Mr. Franklin, you've done some crazy stuff, like those "fresh air baths" you insisted were so good for you when all you wanted to do really was stand in front of your front window naked.
And we all know about tying keys to kite strings and trying to catch electricity and who chases lightning in the hopes of getting struck??
But March 10, what you started with the setting of our clocks one hour FORWARD? You just couldn't get your naked self to the window fast enough so now, at 2 a.m., you've got us paying the price. That's just ... wrong. Selfish. We love our sleep. And on a weekend night especially. But now it's Saturday night and I'm so tired it's going to feel more like being unconscious than falling asleep, but first I have to knowingly set my clock ahead for something you've anointed as Daylight Saving Time? I'm supposed to have sweet dreams knowing I'm getting robbed?
As you get older, sleep doesn't just feel more like a cryogenic chamber. It becomes the time when free radicals within my system are being tamed; I can feel my body restoring and repairing and replenishing. Sleep becomes my Oil of Olay.

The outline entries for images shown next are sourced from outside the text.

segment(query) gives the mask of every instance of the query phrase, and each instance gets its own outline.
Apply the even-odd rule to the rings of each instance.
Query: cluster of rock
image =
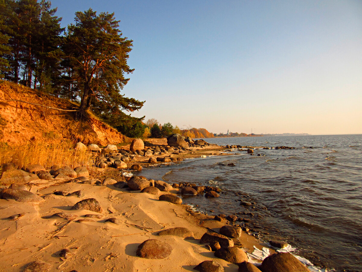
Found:
[[[246,253],[241,248],[234,246],[232,238],[238,238],[241,233],[239,227],[225,225],[222,227],[219,233],[216,232],[205,233],[199,240],[200,244],[208,244],[206,246],[214,252],[214,256],[229,263],[238,265],[240,272],[308,272],[309,270],[299,260],[290,253],[282,253],[273,254],[265,258],[258,267],[248,262]],[[161,231],[159,235],[171,235],[178,236],[184,239],[194,239],[191,231],[184,227],[176,227]],[[283,243],[278,245],[283,246]],[[279,248],[281,248],[281,246]],[[157,239],[147,240],[139,246],[137,256],[147,259],[163,259],[169,256],[173,248],[168,243]],[[194,269],[200,272],[223,272],[224,268],[216,261],[205,261]]]
[[[3,164],[3,173],[0,182],[2,185],[9,187],[3,188],[0,192],[0,198],[14,199],[19,202],[40,202],[44,199],[30,191],[30,186],[26,185],[31,181],[42,180],[86,179],[89,176],[88,170],[84,167],[79,167],[74,169],[64,166],[57,170],[46,170],[43,166],[38,164],[28,165],[23,170],[17,169],[15,164]]]

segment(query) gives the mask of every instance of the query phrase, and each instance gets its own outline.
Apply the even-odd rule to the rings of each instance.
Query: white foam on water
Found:
[[[133,174],[130,172],[122,172],[122,175],[124,177],[131,177],[133,176]]]
[[[263,247],[261,250],[255,246],[253,246],[253,247],[254,248],[254,251],[252,253],[247,252],[248,257],[248,261],[251,263],[256,266],[257,266],[260,265],[260,261],[262,261],[264,259],[270,255],[270,251],[267,247]],[[275,248],[272,246],[270,247]],[[295,249],[295,248],[292,247],[290,245],[288,244],[286,247],[283,249],[278,249],[275,251],[277,252],[290,252],[294,251]],[[288,250],[289,251],[288,251]],[[301,263],[307,266],[311,272],[329,272],[329,271],[335,271],[334,269],[331,270],[328,270],[327,268],[319,268],[315,266],[312,263],[306,259],[297,255],[293,255],[293,256],[298,259]]]

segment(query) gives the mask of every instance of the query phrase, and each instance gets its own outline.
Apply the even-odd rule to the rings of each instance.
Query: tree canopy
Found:
[[[133,41],[122,37],[119,21],[89,9],[76,13],[64,31],[51,5],[0,0],[0,78],[79,102],[81,116],[92,109],[127,136],[142,135],[143,118],[123,111],[144,101],[120,93],[134,69],[127,63]]]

And Benjamin has taken from me what I need more of, nature's Juvaderm. Time spent suspended in no activity is what I need to produce collagen -- the dermal filler and structural protein that plumps and smooths my creases and cracks. This is a serious matter. Beautiful, deep, restorative sleep -- and I'll be getting one less hour of it now.

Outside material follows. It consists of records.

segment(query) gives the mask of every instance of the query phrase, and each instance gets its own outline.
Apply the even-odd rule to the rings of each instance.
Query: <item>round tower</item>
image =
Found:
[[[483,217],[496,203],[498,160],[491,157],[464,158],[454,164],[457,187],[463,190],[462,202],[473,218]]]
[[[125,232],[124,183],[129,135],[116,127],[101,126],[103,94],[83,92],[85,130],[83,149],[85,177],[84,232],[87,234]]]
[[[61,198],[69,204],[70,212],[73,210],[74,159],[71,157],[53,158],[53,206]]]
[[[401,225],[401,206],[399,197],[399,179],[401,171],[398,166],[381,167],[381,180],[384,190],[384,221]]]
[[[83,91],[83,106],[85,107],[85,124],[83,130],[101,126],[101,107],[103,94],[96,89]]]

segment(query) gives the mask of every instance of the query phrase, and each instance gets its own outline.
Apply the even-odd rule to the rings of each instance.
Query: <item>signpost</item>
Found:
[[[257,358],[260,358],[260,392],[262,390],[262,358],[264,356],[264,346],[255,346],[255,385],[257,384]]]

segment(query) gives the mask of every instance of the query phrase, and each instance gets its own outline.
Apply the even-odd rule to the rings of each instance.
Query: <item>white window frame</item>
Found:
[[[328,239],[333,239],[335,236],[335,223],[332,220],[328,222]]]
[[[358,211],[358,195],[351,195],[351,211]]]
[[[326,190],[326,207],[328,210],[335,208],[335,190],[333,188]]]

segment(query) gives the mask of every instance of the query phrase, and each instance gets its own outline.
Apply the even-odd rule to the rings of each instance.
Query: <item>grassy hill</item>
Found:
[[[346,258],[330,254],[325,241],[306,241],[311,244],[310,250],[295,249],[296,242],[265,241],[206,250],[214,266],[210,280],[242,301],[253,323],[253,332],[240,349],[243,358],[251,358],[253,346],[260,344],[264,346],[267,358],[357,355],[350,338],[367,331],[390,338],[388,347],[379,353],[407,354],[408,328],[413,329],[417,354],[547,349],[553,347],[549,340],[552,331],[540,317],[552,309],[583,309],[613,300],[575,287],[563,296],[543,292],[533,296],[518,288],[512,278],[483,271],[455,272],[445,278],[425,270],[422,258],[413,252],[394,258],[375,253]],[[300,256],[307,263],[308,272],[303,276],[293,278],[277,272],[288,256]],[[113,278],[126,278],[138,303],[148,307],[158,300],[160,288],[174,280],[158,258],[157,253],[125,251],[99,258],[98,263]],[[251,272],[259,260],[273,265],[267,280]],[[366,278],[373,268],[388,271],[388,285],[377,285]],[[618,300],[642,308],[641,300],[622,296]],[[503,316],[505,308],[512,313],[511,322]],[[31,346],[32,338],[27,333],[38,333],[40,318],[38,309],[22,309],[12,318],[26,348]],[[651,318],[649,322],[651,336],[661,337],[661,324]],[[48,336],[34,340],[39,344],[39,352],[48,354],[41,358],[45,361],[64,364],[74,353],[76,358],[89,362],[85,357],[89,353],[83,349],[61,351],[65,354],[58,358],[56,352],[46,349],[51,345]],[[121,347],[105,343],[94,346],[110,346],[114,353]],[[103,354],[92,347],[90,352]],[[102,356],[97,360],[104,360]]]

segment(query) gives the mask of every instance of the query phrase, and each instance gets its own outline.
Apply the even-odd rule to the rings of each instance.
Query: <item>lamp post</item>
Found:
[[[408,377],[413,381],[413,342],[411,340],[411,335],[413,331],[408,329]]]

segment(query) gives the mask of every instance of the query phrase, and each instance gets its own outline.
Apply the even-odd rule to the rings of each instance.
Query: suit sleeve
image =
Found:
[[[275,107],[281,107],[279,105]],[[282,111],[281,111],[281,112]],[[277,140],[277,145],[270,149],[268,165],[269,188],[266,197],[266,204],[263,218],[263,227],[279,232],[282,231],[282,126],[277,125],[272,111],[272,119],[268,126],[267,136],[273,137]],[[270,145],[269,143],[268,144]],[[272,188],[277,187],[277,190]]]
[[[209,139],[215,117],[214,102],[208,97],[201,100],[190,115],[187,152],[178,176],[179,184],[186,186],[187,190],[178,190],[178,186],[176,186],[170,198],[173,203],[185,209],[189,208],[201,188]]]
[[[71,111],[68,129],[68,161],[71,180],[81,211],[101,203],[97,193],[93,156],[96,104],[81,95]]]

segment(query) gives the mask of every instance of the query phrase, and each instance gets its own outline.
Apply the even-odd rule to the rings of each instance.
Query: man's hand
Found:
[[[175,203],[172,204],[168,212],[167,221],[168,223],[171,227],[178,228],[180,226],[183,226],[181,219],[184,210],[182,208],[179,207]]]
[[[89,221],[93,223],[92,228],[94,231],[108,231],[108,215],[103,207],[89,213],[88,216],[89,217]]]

For more salt in the wounds, I just found out tonight that a state can CHOOSE to participate or not in DST. Whaaaat? Yes, Arizona and Hawaii have just said no thanks. I feel like the day I found out I could have said no to the medical residents at our teaching hospital in that matter of an extra cervical check (read able to check "saw ripe cervix of woman about to give birth" off their list of Things To Do To Graduate) when I was ready to deliver my babies.
I had no idea I could just say no.
We can say no to a lot of things, I keep finding out.
Why don't we say no? We have electricity now, we don't have to worry about a shortage on candle wax, Mr. Franklin -- and people don't quit plowing the fields because it's gotten dark out. Dark sky? Flip the switch on your John Deere tractor and keep on working.
I'm with Arizona, no more messing with nature. Time is made the way it's made and our bodies have adjusted to it. All these tricks to fool ourselves and find extra light in our day, it doesn't change the amount of hours we have: 24.
I'm going to say no. On the outside, I'll go along with the rest of you because I have to, but the inside me is saying no to Daylight Saving Time.
So many headaches come from it. Especially the biggest one, even bigger than losing an hour of age defying beauty sleep -- and it's this, a sound like fingernails on a chalk board: hearing Daylight SavingS Time. Said with an s after saving. Listening to that -- instead of Daylight Saving no S Time, over a hundred times today, is going to be hard to take.
Especially on one less hour of sleep the night before.